Well no, probably not. The people making the trailers are likely to blame, not that the Comedy Central stand-up special helped any. Any time two comedians are in the same room in this movie, there is some kind of awkwardness, an invisible competition running between the two, and an odd, mutual loathing. The jokes they crack offstage are often not funny, they don’t look happy shaking hands and taking pictures with people they don’t know, and, you may be shocked, the big guys hire open mic night people to write jokes for them. Only Eminem seems to get it, but if he believes what he’s saying, every new release is the highest form of cowardice. It’s all an act, even when it isn’t.
I—like most people, I imagine—liked the first half of Funny People more than the second. While I won’t go out on a limb and call Apatow indulgent for putting his wife and kids front and center, I do wonder at why two radically different movies were smashed together, pushing an extremely likable Seth Rogen so far into the background that, at one point, he is told to go watch a movie with the kids…which he does without protest.
Stand-up comedy is a heavily veiled world that few ever get a peek at, and Apatow went with a brilliant set-up to give the audience a chance to see where our favorite stand-ups got their start. It’s unique. It’s fresh. Marital drama, no matter how well it’s executed, seems a bit dull by comparison. The tacked-on ending helps neither half of the movie.

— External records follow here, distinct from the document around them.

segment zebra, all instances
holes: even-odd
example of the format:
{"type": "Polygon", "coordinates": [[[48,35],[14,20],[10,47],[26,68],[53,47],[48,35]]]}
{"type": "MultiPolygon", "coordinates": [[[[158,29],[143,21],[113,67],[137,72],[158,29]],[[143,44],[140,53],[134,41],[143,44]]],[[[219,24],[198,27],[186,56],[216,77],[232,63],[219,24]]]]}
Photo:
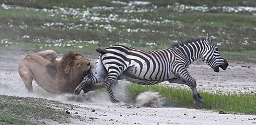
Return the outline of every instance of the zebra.
{"type": "Polygon", "coordinates": [[[194,103],[201,105],[203,100],[196,89],[196,82],[187,68],[198,59],[213,68],[225,70],[228,63],[212,43],[210,33],[206,38],[191,39],[169,48],[156,51],[136,49],[116,45],[105,49],[97,49],[96,72],[84,77],[74,90],[80,94],[86,86],[103,82],[110,101],[118,102],[112,90],[117,80],[125,80],[141,85],[153,85],[164,81],[185,84],[192,90],[194,103]]]}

That doesn’t mean that Funny People isn’t a film without a lot to say. If anything, it has too much to say and spends too much time finding the words. While it might go unappreciated now because August is the month usually dedicated to Sandler fare like You Don’t Mess With the Zohan, this is a challenging, sometimes brilliant movie waiting to be picked up and appreciated by people who want something beyond the dick and fart jokes. This is no minor entry in Apatow’s canon.
Funny People. Directed by Judd Apatow. With Adam Sandler (George Simmons), Seth Rogen (Ira Wright), Leslie Mann (Laura), Eric Bana (Clarke), Jonah Hill (Leo), Jason Schwartzman (Mark), Aubrey Plaza (Daisy), RZA (Chuck), and Aziz Ansari (Randy). Released July 31, 2009, by Universal Pictures.